Someone on your team made an important product decision last October. The reasoning was good, the decision was right, and the discussion that produced it was a solid forty-message thread in a Slack channel. Six months later, a new engineer joins and makes the exact same choice through a different path — and then reverses it when it doesn't work, not knowing that the October thread explained exactly why that path was explored and rejected.
That scenario plays out constantly in remote teams. The information existed. Nobody could find it.
The illusion of organization
Threads feel organized. You see a root message and a number of replies. Everything is grouped. It's neater than the main channel feed scrolling by. But "grouped" and "findable" are different things, and "findable" is what actually matters when someone needs to recover context three months from now.
Slack search is nominally good, but in practice it requires knowing the right keywords from a conversation you weren't part of. If you know enough to know what to search for, you probably don't need the thread anyway. The people who need the context most are the ones who don't know which words would surface it.

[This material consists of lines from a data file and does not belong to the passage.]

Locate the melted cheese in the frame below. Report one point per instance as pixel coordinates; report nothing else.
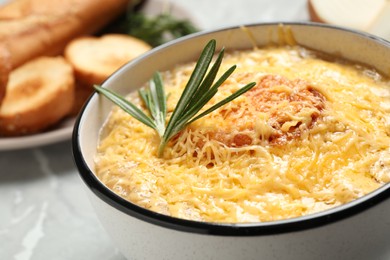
(316, 137)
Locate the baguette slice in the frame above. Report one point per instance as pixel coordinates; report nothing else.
(32, 28)
(96, 58)
(39, 94)
(5, 69)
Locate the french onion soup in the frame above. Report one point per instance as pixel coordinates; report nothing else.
(313, 133)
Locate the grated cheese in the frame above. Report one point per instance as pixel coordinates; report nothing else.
(313, 134)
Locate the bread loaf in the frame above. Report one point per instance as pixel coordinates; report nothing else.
(96, 58)
(39, 94)
(32, 28)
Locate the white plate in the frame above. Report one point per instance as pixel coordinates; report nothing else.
(63, 131)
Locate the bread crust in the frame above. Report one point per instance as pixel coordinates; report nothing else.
(39, 94)
(314, 17)
(94, 59)
(46, 26)
(5, 69)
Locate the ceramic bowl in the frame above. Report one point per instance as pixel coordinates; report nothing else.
(356, 230)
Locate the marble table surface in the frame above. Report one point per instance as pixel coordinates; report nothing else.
(44, 211)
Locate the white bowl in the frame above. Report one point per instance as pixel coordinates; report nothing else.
(356, 230)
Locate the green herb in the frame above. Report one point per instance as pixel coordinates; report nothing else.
(198, 91)
(158, 29)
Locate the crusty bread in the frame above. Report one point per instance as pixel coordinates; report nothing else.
(39, 94)
(5, 69)
(32, 28)
(96, 58)
(82, 93)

Threads also have no explicit structure. A thread can contain a question, three opinions, a tangent about something related, a final decision buried in message thirty-seven, a follow-up two weeks later that changes the decision, and an emoji reaction that might or might not signal consensus. The person reading it cold has to reconstruct the narrative themselves.
How good decisions get lost
Here's the specific failure mode that causes the most damage. A decision gets made in a thread. The people involved know what was decided because they were there. Nobody writes a summary, because why would they — it's all right there in the thread, they were just talking about it. The decision never gets documented anywhere else.
Three months later: two people who were in the thread have left the company. A third has switched to a different project and forgotten the specifics. The channel where the thread lives has 4,000 other messages in it. A new person joins and asks the same question. Someone dimly remembers there was a discussion about this. They spend forty minutes searching and reading threads to find something approximating the answer. Maybe they find the right thread. Maybe they find an older thread that reflects thinking from before the final decision and go with the wrong thing.
The information cost here is enormous and it's entirely structural. Nothing went wrong except that important decisions lived in a format designed for transient communication, not persistent knowledge.
The chat tool does one thing well
This isn't an argument against chat. Chat is great for specific things: quick clarifications, social interaction, urgent flags, informal check-ins. "Can you jump on a call in ten?" "The deploy just failed, heads up." "Anyone have a recommendation for a good DNS registrar?" These are appropriate uses of chat. The response time is short, the stakes are low, and the messages don't need to be findable in six months.
The problem is that most teams use chat for everything, including the high-stakes discussions with important decisions and reasoning that should absolutely be findable in six months. Chat is not designed for that. It's a real-time communication tool used to store institutional memory, and it fails at that job reliably.
What should replace the thread
The answer isn't to abolish threads. It's to stop treating threads as a place where decisions live. Threads are fine for working through something. They're not the home for the output of that work.
What the output needs is a different container. Something that lives with the project it relates to. Something with structure: here's the decision, here's the context, here's the reasoning, here's what was considered and rejected. Something with a URL that can be shared. Something that shows up when someone searches for it three months later.
In practice, this usually means a workspace doc, a shared note, or a structured project board comment. The exact tool matters less than the habit: when a thread produces a decision or meaningful context, that context gets extracted and written somewhere permanent. The thread is the conversation. The doc is the record.
The "thread summary" habit
Teams that get good at this often develop a specific habit: when a thread reaches a conclusion, the person who made the decision posts a brief summary as a reply and then copies that summary into the relevant workspace doc or project notes. Two minutes of work. The thread has a natural closing note, and the permanent record is updated without anyone having to reconstruct the conversation later.
It feels like extra work the first few times. By the fifth time a new team member finds the answer in thirty seconds instead of forty minutes, it starts to feel like obvious common sense.
Context doesn't have to die in threads. It just needs to end up somewhere else before the thread scrolls away.